Vincent Rosso, co-fundador de la compañía, abre la jornada Smart Innovation

Vincent Rosso, Co-Fundador de BlaBlaCar España
Vincent Rosso, Co-Fundador de BlaBlaCar España

BlaBlaCar, Correos, Accenture, SEUR, BBVA… Como afirmaba en la mañana de ayer Juan Carlos Lozano, CEO de DIR&GE en la apertura de la jornada Smart Innovation, “la innovación se ha convertido en una prioridad para empresas y directivos”, aunque según datos expuestos por el propio Lozano, España no ocupa el puesto que le corresponde dentro de los rankings que radiografían el poso de la innovación por países pese a que innovar sea “una obligación”. “Nuestro cliente actual es digital, global y social, y debemos adaptarnos a un nuevo escenario”. El objetivo de DIR&GE con la puesta en marcha de este evento pasa por conocer de primera mano experiencias que pongan en alza el papel de la innovación como estrategia clave para crear valor.

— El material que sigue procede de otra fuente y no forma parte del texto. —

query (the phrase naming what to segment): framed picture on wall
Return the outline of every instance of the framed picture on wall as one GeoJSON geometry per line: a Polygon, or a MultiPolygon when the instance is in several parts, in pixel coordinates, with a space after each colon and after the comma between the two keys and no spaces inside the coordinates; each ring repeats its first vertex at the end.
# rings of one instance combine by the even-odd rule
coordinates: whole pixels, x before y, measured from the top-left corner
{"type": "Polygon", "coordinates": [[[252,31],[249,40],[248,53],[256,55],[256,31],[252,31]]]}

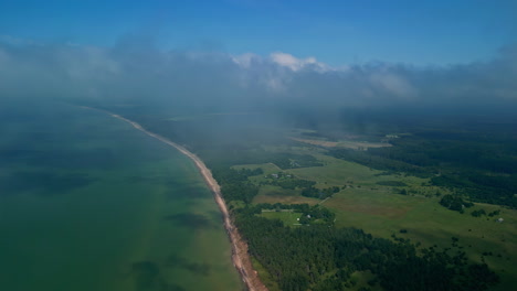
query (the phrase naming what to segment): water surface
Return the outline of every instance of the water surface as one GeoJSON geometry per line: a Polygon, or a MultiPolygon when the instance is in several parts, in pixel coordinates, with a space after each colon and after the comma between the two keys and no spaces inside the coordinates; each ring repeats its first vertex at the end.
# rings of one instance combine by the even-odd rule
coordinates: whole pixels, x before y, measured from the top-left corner
{"type": "Polygon", "coordinates": [[[0,290],[242,288],[187,157],[93,110],[0,111],[0,290]]]}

El primero en exponer cómo un entorno nuevo ofrece oportunidades sin explotar ni explorar ha sido Vincent Rosso, co-fundador de BlaBlaCar. Una imagen: Nueva York, año 1900; apenas se distingue un automóvil entre un mar de carruajes. Una fotografía del mismo lugar, diez años después, muestra una situación inversa: ya no hay apenas caballos y los coches inundan las avenidas de la ciudad. “El coche ganó la batalla –ha dicho Rosso, para quien una de las características intrínsecas del ser humano es el desarrollo de herramientas que le hagan la vida más fácil. “En el caso del coche, también nos hace más felices, imposible olvidar el anuncio de BMW –¿te gusta conducir?”.

El directivo ha echado la vista atrás para recordar cómo las tesis de Hayek fueron pioneras hace 45 años al tratar conceptos de rupturismo y modificación de patrones de comportamientos ligados a la introducción de innovaciones o a la evolución tecnológica. “Le tacharon de loco, pero hay llevamos todo lo que el decía en el bolsillo”. Los nuevos teléfonos ha modificado nuestro comportamiento social. También cambian a pasos agigantados los modelos de economía colaborativa. “Del B2B de Uber, Airbnb, etc derivamos a estructuras más complejas, imparables por ir de la mano del Internet de las Cosas”. Rosso se ha referido al caso de houzz, compañía que permite deorar, reformar, e incluso construir una casa con un solo interlocutor durante todo el proceso, o Angel List, plataforma que va más allá de la financiación e incorpora el tejido de colaboradores, empleados, etc

“En nuestro caso detectamos que el coche, diseñado para llevar a cuatro o cinco personas, se utilizaba de forma egoísta”. La incorporación de 3.000 millones de personas a la clase media en todo el planeta “nos ha llevado a una situación límete de impacto medioambiental, estructural o social; hemos de crear nuevas herramientas”. BlaBlaCar unión un market place (cada día, solo en España se mueven más de 80 millones de asientos libres en automóviles) y las redes sociales, fundamentalmente Facebook. “En solo dos horas puedes encontrar alguien que viaje a dónde tú quieres y ocupar ese hueco”. Sin embargo, para lograr esa unión de oferta-demanda hubo que romper ciertos racionalismos –“casi todos los miembros del equipo somos ingenieros”- para darse cuenta de que más allá del ahorro , a la gente le engancha el lado emocional de la plataforma, contactar y conectar con otras personas. “Hemos evolucionamos porque hemos sido capaces de medir lo que hacíamos. Si no puedes medir no puedes evolucionar”.

Como conclusión, Rosso se ha mostrado convencido de que las plataformas digitales vuelven a conectar de una forma nueva con los clientes. “Partimos de una necesidad y vamos hacia el corazón, y eso genera mucho apego”- ha concluido.